SEC oskarża twórcę fałszywej kopalni kryptowalut

60 letni Donald Blakstad przekonał inwestorów do wpłaty 3,5 mln dolarów. Pieniądze miały zostać przeznaczone na rozwój "światowej klasy kopalni kryptowalut". Jak okazało się jednak, Blakstad przeznaczył te środki na inne cele.  Amerykańska komisja ds. giełd (SEC) postawiła zarzuty oszustwa Blakstadowi, spółce Energy Sources International Corporation (ESI) oraz firmie Xact Holdings Corporation. Stworzona przez Blakstada spółka ESI nigdy nie wydobyła ani jednego satoshi. Oszust zwabił inwestorów obietnicą wysokich zwrotów.
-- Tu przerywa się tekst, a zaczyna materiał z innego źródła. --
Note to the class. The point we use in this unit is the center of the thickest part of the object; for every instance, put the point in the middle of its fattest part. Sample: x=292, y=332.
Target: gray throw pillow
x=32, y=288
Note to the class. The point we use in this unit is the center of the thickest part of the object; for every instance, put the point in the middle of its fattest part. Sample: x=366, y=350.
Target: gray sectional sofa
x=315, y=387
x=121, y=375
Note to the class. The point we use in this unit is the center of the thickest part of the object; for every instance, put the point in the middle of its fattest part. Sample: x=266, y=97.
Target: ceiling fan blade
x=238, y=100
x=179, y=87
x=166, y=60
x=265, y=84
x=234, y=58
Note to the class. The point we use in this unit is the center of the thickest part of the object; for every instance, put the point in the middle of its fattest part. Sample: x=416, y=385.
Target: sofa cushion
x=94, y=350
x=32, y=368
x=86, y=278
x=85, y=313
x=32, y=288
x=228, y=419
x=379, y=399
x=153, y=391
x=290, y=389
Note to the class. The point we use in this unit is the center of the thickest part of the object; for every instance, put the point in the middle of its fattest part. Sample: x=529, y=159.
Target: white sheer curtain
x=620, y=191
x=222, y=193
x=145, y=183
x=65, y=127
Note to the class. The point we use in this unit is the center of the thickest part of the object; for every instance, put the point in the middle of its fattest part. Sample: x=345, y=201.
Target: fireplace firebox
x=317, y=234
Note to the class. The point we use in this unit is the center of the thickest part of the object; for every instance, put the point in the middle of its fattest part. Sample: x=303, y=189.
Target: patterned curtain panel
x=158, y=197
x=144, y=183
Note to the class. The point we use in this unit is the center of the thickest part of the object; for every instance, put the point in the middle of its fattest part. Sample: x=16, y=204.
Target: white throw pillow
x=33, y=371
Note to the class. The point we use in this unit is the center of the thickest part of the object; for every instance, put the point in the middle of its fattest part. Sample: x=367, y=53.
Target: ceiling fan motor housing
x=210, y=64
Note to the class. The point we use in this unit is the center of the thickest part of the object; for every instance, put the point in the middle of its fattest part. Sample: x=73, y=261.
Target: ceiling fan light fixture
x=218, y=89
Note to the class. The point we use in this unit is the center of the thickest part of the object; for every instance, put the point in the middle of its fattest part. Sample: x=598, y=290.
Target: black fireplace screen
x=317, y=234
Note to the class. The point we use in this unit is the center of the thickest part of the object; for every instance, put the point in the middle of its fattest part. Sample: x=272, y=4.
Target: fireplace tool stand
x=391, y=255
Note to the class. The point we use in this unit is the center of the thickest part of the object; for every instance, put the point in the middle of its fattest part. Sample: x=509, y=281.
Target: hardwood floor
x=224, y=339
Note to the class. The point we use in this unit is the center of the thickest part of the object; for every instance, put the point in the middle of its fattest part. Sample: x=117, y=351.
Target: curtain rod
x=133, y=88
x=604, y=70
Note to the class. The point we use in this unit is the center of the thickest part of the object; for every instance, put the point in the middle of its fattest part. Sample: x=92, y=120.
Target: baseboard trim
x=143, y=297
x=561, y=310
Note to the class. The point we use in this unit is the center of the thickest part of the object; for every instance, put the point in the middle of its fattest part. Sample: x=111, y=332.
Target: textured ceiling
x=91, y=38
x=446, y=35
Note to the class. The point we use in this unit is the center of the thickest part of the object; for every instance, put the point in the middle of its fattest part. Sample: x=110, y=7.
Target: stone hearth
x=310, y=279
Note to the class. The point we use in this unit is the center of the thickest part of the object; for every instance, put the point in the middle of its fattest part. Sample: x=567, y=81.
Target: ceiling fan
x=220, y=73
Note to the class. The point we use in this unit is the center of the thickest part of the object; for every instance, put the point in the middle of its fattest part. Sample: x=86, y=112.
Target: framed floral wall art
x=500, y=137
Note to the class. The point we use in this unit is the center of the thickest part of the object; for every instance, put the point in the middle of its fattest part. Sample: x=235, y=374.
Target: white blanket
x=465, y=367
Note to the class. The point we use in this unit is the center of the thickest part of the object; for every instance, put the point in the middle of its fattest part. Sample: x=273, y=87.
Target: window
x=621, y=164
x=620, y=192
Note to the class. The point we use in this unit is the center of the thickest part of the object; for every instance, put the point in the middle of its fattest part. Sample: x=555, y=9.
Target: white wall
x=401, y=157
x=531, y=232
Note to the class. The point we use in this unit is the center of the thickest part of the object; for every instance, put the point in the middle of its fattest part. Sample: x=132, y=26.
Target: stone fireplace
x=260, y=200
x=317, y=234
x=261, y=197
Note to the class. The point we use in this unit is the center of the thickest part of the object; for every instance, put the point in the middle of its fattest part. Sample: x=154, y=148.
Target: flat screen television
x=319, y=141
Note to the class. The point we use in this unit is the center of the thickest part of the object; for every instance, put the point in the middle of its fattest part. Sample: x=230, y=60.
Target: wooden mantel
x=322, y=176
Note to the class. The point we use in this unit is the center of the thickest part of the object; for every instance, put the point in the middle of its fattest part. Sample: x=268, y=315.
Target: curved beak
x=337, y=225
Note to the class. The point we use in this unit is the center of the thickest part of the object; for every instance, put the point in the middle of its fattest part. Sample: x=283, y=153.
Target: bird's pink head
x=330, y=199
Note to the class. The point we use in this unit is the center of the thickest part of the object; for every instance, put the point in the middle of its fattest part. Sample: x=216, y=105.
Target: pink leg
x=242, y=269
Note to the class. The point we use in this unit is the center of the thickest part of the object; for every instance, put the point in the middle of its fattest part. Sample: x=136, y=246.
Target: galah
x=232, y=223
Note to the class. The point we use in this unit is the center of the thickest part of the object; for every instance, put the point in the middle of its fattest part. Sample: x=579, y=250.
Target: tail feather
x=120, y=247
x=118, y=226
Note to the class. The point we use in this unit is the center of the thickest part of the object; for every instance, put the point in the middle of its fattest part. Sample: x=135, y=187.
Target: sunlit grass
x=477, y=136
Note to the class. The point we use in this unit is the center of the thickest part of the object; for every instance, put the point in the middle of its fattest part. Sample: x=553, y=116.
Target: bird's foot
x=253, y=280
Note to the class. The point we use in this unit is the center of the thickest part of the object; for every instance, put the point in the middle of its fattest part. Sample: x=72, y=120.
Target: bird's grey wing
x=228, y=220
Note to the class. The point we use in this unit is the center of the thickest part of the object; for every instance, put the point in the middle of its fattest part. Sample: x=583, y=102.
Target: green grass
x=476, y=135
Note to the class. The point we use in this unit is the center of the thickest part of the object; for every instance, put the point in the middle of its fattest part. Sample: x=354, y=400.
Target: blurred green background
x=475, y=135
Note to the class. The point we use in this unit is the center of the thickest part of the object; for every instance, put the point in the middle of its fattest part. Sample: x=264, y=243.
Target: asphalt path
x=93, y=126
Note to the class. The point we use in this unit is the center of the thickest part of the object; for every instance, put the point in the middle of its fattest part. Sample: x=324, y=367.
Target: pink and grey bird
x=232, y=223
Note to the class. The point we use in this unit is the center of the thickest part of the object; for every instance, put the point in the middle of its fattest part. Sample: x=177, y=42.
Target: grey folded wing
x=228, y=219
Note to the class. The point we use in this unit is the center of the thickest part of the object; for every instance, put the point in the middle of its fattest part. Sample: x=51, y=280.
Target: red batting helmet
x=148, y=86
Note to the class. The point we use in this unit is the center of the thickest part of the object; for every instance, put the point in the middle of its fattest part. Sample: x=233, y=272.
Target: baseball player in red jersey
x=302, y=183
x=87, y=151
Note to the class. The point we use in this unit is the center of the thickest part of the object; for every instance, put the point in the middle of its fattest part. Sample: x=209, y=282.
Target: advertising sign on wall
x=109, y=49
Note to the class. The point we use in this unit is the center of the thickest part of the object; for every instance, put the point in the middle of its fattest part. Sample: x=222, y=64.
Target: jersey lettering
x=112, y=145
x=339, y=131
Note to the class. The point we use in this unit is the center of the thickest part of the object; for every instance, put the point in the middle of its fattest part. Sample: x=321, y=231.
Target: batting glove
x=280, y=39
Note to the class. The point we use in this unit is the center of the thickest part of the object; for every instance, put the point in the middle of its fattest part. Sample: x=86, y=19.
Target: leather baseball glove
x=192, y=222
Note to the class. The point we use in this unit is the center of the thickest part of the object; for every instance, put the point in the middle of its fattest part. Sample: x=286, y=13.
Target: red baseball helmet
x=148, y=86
Wiadomo o 14 poszkodowanych, przez co można wnioskować, że Blakstad kierował ofertę do bogatych klientów. Za pieniądze inwestorów miał być kupiony sprzęt do wydobycia, który następnie trafiłby w dzierżawę ESI. Blakstad, który posiadał także dwie inne firmy, zarabiał również na sprzedaży nielegalnych akcji swoich spółek. Zdobyte pieniądze wydawał na hotele, kasyno, rzeczy osobiste, a także m.in. na zakup części nocnego klubu. Za dokonane oszustwa grozi mu do 20 lat więzienia i milion dolarów kary. Nie wiadomo czy jego ofiarom uda się odzyskać stracone pieniądze.